Background Myocardial dysfunction elicited during cholinergic coronary vasospasm is generally ascribed to myocardial ischemia. However, when pericoronary nerves extend to the ventricles, efferent vagal discharges that elicit coronary vasoconstriction may, at the same time, depress myocardial contractility by releasing acetylcholine into the myocardium. We analyzed whether a neurally mediated effect contributes to impairment of ventricular function during cholinergic coronary vasoconstriction. Methods and Results Left ventricular (LV) function, ECG mapping, and coronary angiography were analyzed during pericoronary application of methacholine (MCh) to the left anterior descending coronary artery in 53 chloralose-anesthetized open-chest pigs. MCh induced local coronary vasoconstriction and depressed coronary blood flow (13.3±3.7 to 6.0±4.6 mL/min [54%]; ANOVA, P <.001), systolic LV pressure (105±10 to 91±10 mm Hg [13%], P <.001), peak LV (+)dP/dt (2890±524 to 2270±447 mm Hg/s [21%], P <.001), peak LV (−)dP/dt (1446±484 to 1048±276 mm Hg/s [27%], P <.001), and regional systolic segment shortening (0.32±0.09% to 0.18±0.14% [43%], P =.02) and caused local ST-segment elevation (0.9±0.8 to 8.4±3.9 mV, P <.001).
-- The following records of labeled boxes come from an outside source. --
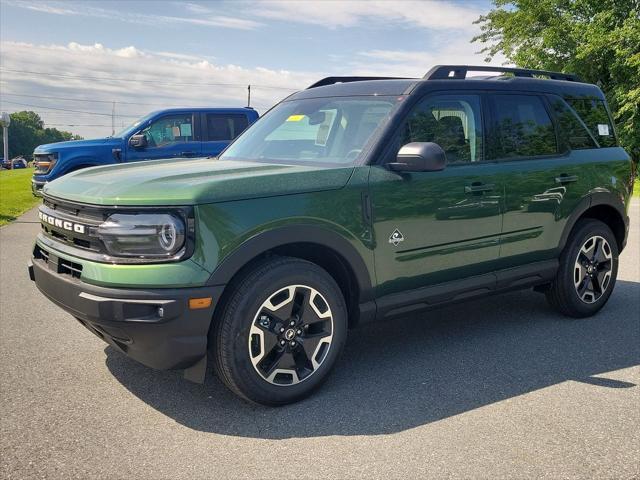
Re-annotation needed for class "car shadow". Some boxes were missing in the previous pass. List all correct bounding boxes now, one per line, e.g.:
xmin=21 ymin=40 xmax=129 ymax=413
xmin=105 ymin=281 xmax=640 ymax=439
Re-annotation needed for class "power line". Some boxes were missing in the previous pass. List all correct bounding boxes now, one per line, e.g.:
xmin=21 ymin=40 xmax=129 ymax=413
xmin=44 ymin=122 xmax=111 ymax=128
xmin=0 ymin=68 xmax=299 ymax=92
xmin=4 ymin=100 xmax=142 ymax=118
xmin=0 ymin=93 xmax=271 ymax=108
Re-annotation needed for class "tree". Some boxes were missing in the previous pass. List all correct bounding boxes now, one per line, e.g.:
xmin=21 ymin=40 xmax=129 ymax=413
xmin=0 ymin=111 xmax=82 ymax=158
xmin=473 ymin=0 xmax=640 ymax=161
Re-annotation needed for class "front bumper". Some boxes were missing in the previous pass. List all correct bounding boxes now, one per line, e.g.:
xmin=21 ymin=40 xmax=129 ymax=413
xmin=29 ymin=253 xmax=224 ymax=370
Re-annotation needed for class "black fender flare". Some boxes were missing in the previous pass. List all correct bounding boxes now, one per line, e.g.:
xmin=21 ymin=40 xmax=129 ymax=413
xmin=558 ymin=192 xmax=629 ymax=251
xmin=207 ymin=225 xmax=373 ymax=302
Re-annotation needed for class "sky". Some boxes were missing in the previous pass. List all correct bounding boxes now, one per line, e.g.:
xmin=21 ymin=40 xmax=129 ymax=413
xmin=0 ymin=0 xmax=502 ymax=138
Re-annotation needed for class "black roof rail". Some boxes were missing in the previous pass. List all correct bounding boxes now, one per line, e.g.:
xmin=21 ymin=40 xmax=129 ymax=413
xmin=306 ymin=77 xmax=408 ymax=90
xmin=423 ymin=65 xmax=582 ymax=82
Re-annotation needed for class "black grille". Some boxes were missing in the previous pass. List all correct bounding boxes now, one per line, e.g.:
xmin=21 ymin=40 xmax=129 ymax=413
xmin=40 ymin=198 xmax=108 ymax=253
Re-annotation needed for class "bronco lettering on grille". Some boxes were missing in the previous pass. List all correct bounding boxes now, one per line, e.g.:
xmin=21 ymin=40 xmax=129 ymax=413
xmin=38 ymin=212 xmax=85 ymax=234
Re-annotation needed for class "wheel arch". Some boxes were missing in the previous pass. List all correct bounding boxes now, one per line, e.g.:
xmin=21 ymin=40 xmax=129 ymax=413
xmin=559 ymin=192 xmax=628 ymax=252
xmin=207 ymin=226 xmax=375 ymax=326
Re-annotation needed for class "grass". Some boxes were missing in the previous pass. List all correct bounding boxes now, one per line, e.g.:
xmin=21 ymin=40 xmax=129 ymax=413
xmin=0 ymin=168 xmax=40 ymax=226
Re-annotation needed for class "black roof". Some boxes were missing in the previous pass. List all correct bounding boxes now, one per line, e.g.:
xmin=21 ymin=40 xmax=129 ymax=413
xmin=287 ymin=65 xmax=604 ymax=100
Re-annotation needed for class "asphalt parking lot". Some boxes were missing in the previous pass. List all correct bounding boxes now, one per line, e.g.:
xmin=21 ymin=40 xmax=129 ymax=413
xmin=0 ymin=199 xmax=640 ymax=479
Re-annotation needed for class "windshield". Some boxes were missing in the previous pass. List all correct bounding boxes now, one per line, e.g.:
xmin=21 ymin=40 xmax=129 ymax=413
xmin=219 ymin=96 xmax=399 ymax=166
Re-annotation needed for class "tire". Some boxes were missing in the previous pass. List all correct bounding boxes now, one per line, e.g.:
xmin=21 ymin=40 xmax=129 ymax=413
xmin=546 ymin=219 xmax=618 ymax=318
xmin=210 ymin=257 xmax=347 ymax=406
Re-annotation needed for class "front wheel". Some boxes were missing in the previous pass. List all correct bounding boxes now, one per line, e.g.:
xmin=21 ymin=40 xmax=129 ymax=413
xmin=212 ymin=257 xmax=347 ymax=406
xmin=547 ymin=219 xmax=618 ymax=318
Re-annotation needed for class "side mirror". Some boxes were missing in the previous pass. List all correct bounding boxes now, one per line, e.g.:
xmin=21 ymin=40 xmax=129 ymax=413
xmin=387 ymin=142 xmax=447 ymax=172
xmin=129 ymin=135 xmax=148 ymax=148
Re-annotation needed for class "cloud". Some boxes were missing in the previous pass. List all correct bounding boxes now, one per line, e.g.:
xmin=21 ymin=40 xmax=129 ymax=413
xmin=3 ymin=0 xmax=262 ymax=30
xmin=5 ymin=0 xmax=484 ymax=31
xmin=0 ymin=41 xmax=322 ymax=137
xmin=251 ymin=0 xmax=483 ymax=30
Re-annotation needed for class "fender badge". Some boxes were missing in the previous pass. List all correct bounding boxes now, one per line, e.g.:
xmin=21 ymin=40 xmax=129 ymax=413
xmin=389 ymin=228 xmax=404 ymax=247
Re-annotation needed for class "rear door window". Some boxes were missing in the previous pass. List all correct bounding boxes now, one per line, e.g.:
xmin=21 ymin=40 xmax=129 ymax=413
xmin=491 ymin=95 xmax=558 ymax=158
xmin=566 ymin=98 xmax=617 ymax=147
xmin=207 ymin=113 xmax=249 ymax=142
xmin=140 ymin=113 xmax=193 ymax=148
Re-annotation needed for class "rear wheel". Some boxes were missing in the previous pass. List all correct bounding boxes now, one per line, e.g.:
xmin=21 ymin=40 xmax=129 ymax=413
xmin=212 ymin=257 xmax=347 ymax=405
xmin=547 ymin=219 xmax=618 ymax=318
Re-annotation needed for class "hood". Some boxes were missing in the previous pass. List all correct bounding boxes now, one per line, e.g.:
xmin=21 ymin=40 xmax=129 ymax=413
xmin=34 ymin=137 xmax=122 ymax=153
xmin=44 ymin=158 xmax=353 ymax=206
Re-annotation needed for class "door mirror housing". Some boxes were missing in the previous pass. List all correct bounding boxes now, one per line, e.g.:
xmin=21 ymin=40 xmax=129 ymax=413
xmin=388 ymin=142 xmax=447 ymax=172
xmin=129 ymin=134 xmax=149 ymax=148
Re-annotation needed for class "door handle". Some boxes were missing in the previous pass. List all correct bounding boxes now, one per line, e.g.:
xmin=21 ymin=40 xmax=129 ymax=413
xmin=464 ymin=183 xmax=495 ymax=193
xmin=556 ymin=173 xmax=578 ymax=185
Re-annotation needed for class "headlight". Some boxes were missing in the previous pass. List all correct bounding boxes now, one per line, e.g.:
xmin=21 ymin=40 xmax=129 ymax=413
xmin=97 ymin=213 xmax=186 ymax=258
xmin=33 ymin=153 xmax=58 ymax=173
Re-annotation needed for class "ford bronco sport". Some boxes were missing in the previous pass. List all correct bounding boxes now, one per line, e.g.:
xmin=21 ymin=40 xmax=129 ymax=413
xmin=29 ymin=66 xmax=634 ymax=405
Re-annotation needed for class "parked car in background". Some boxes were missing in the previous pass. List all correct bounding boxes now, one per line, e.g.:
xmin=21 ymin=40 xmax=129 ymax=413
xmin=11 ymin=157 xmax=29 ymax=169
xmin=0 ymin=156 xmax=29 ymax=170
xmin=31 ymin=107 xmax=258 ymax=194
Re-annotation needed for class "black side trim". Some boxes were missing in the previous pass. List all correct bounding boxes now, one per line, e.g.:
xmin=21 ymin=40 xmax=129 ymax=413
xmin=375 ymin=259 xmax=558 ymax=320
xmin=207 ymin=225 xmax=373 ymax=303
xmin=558 ymin=192 xmax=629 ymax=251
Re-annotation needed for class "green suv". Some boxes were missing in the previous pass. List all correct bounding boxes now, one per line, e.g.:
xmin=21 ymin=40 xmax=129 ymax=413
xmin=29 ymin=66 xmax=634 ymax=405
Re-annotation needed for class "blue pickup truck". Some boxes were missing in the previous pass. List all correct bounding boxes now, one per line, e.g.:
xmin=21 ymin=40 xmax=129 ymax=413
xmin=31 ymin=107 xmax=258 ymax=195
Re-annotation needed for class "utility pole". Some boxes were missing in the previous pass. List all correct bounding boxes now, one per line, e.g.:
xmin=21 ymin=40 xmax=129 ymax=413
xmin=111 ymin=102 xmax=116 ymax=137
xmin=0 ymin=112 xmax=12 ymax=170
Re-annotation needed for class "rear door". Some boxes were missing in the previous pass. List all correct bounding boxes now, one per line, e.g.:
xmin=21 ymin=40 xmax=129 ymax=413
xmin=490 ymin=93 xmax=595 ymax=268
xmin=202 ymin=113 xmax=249 ymax=156
xmin=369 ymin=92 xmax=504 ymax=295
xmin=126 ymin=112 xmax=202 ymax=162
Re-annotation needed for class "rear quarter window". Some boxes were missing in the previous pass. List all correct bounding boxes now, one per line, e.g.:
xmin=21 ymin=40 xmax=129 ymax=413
xmin=566 ymin=98 xmax=617 ymax=147
xmin=549 ymin=95 xmax=598 ymax=151
xmin=492 ymin=94 xmax=558 ymax=159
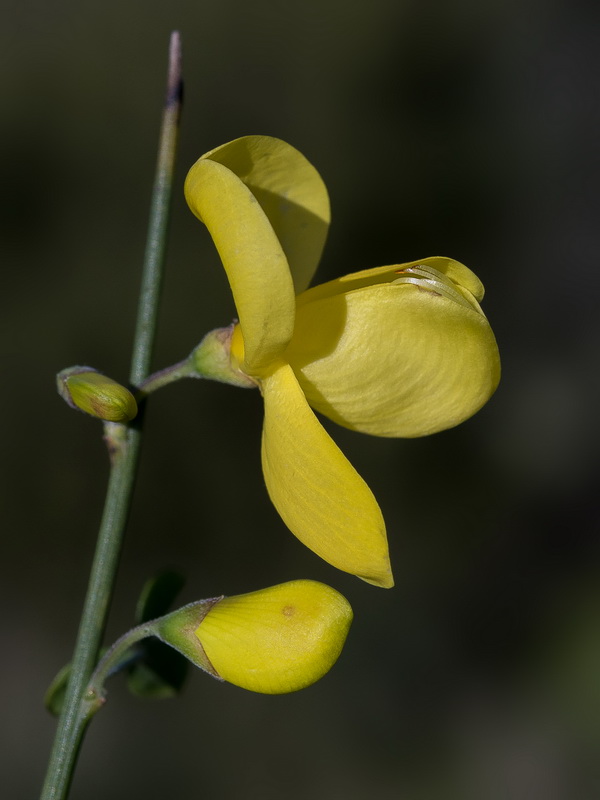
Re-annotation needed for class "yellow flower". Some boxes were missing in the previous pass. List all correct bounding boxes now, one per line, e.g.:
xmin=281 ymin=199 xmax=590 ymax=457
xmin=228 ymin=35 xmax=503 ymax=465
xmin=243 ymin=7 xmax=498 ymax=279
xmin=185 ymin=136 xmax=500 ymax=587
xmin=195 ymin=580 xmax=352 ymax=694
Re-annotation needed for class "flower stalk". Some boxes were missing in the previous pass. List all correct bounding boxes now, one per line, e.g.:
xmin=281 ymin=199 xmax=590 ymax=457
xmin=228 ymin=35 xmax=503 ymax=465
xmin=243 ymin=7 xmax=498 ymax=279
xmin=41 ymin=32 xmax=182 ymax=800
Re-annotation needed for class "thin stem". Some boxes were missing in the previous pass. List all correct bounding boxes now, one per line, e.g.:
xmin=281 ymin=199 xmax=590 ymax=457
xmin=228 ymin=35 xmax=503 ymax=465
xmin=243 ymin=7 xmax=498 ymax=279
xmin=41 ymin=33 xmax=181 ymax=800
xmin=84 ymin=622 xmax=156 ymax=717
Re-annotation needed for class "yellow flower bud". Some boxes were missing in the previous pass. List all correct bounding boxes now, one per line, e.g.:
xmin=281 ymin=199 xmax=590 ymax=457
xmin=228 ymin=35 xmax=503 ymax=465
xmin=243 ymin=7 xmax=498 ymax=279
xmin=56 ymin=367 xmax=137 ymax=422
xmin=195 ymin=580 xmax=352 ymax=694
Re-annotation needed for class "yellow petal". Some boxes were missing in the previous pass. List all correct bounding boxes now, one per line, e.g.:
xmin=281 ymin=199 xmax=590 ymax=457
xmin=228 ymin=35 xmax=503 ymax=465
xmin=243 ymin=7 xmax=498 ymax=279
xmin=196 ymin=580 xmax=352 ymax=694
xmin=286 ymin=278 xmax=500 ymax=437
xmin=185 ymin=159 xmax=295 ymax=374
xmin=262 ymin=364 xmax=393 ymax=587
xmin=198 ymin=136 xmax=330 ymax=294
xmin=297 ymin=256 xmax=484 ymax=308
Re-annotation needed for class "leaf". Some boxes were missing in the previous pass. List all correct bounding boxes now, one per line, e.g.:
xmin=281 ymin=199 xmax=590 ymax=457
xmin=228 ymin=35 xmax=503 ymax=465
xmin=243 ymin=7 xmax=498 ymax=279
xmin=135 ymin=570 xmax=185 ymax=625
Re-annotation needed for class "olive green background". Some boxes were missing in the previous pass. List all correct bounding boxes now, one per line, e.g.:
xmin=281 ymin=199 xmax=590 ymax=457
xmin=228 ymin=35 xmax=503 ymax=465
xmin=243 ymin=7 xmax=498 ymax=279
xmin=0 ymin=0 xmax=600 ymax=800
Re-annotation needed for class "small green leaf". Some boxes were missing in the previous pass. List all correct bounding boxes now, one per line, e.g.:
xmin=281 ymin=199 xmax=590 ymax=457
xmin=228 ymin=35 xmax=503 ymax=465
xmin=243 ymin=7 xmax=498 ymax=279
xmin=135 ymin=570 xmax=185 ymax=625
xmin=127 ymin=570 xmax=187 ymax=699
xmin=127 ymin=639 xmax=188 ymax=699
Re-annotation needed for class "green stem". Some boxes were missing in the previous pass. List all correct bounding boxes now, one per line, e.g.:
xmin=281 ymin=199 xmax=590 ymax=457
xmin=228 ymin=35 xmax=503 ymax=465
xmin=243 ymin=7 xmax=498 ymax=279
xmin=41 ymin=33 xmax=181 ymax=800
xmin=82 ymin=622 xmax=156 ymax=719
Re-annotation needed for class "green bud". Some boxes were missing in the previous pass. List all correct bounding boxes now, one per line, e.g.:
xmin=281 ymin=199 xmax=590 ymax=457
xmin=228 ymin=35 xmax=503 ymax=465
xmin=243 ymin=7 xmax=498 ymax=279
xmin=56 ymin=367 xmax=137 ymax=422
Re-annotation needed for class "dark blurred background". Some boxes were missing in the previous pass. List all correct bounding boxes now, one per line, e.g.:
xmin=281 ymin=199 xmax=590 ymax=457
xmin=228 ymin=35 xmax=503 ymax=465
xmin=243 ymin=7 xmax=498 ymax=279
xmin=0 ymin=0 xmax=600 ymax=800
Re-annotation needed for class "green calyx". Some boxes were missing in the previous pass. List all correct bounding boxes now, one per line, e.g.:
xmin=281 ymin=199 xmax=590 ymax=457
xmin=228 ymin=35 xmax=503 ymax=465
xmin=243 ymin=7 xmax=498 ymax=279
xmin=153 ymin=596 xmax=223 ymax=680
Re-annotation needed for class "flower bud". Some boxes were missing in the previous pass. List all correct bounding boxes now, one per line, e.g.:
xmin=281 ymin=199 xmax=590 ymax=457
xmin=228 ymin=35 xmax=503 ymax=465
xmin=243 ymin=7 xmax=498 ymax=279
xmin=161 ymin=580 xmax=352 ymax=694
xmin=56 ymin=367 xmax=137 ymax=422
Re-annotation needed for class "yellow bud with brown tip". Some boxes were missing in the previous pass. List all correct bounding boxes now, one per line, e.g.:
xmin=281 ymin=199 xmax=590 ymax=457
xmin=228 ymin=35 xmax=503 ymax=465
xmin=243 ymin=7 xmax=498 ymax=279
xmin=195 ymin=580 xmax=353 ymax=694
xmin=56 ymin=367 xmax=137 ymax=422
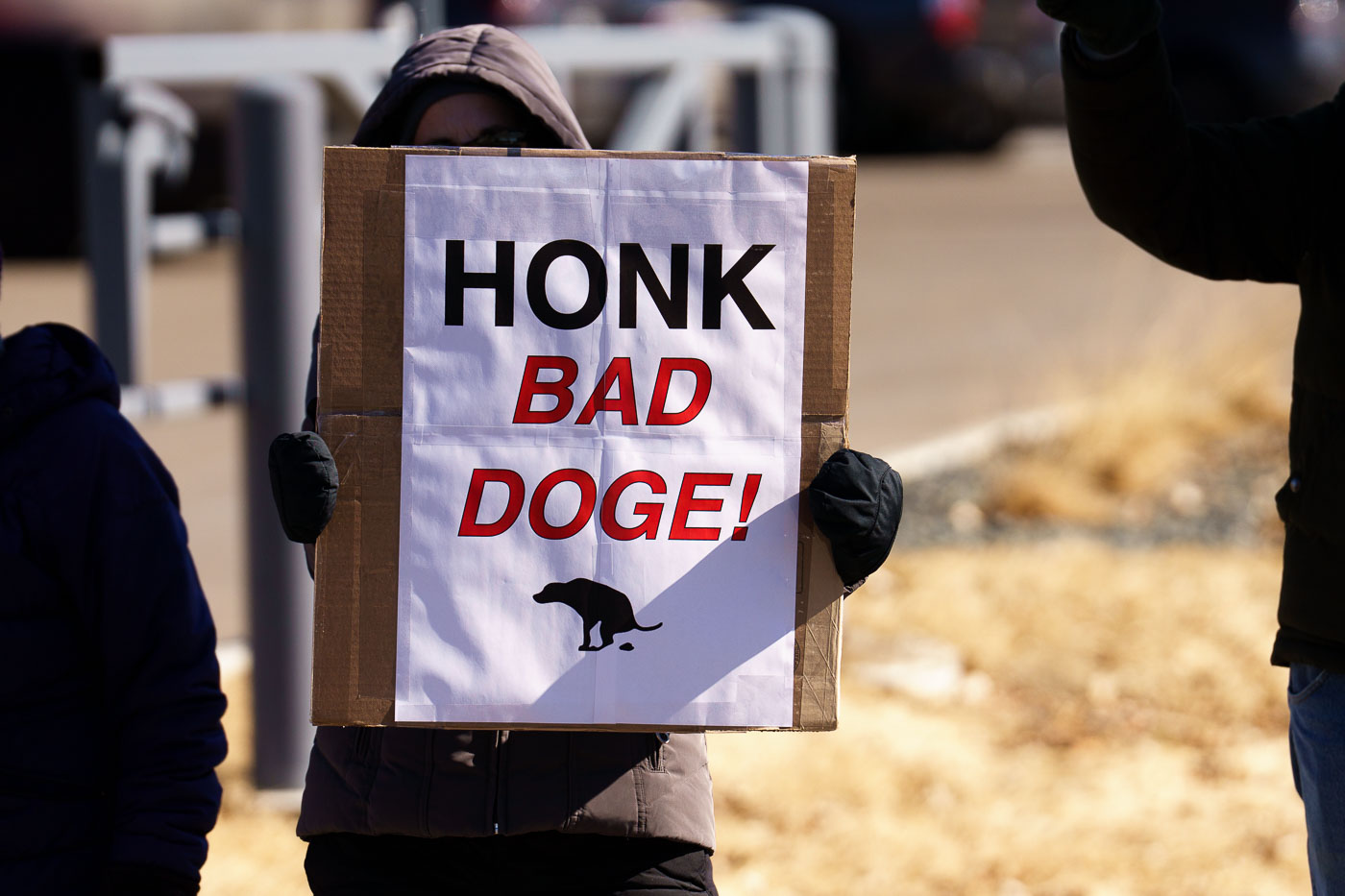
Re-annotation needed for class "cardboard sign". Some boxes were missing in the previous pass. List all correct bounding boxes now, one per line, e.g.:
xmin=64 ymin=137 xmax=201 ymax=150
xmin=313 ymin=148 xmax=854 ymax=731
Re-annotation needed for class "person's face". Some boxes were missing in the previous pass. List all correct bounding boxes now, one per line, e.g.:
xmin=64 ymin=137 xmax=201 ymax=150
xmin=413 ymin=93 xmax=528 ymax=147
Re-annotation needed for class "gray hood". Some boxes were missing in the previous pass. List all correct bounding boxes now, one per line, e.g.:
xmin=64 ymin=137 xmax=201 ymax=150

These changes were not preceded by heart rate variations, were reproducible, and were inhibited by atropine. MCh during perfusion of nitroglycerin (2 μg·kg − 1 ·min − 1 IV) continued to depress LV pressure (9%, P =.002), LV (+)dP/dt (16%, P <.01), LV (−)dP/dt (20%, P <.01), and segment shortening (18%, P =.03) even though coronary blood flow drop was markedly attenuated (7% versus 54%; ANOVA, P <.01). Disruption of pericoronary nerves with phenol attenuated MCh-induced LV pressure fall ( P <.05). Histological data show that cholinergic and adrenergic pericoronary nerves extend into the ventricular myocardium. Conclusions A neurally mediated effect, in addition to ischemia, impairs LV function during cholinergic coronary constriction in a model with pericoronary nerves extending into the ventricles.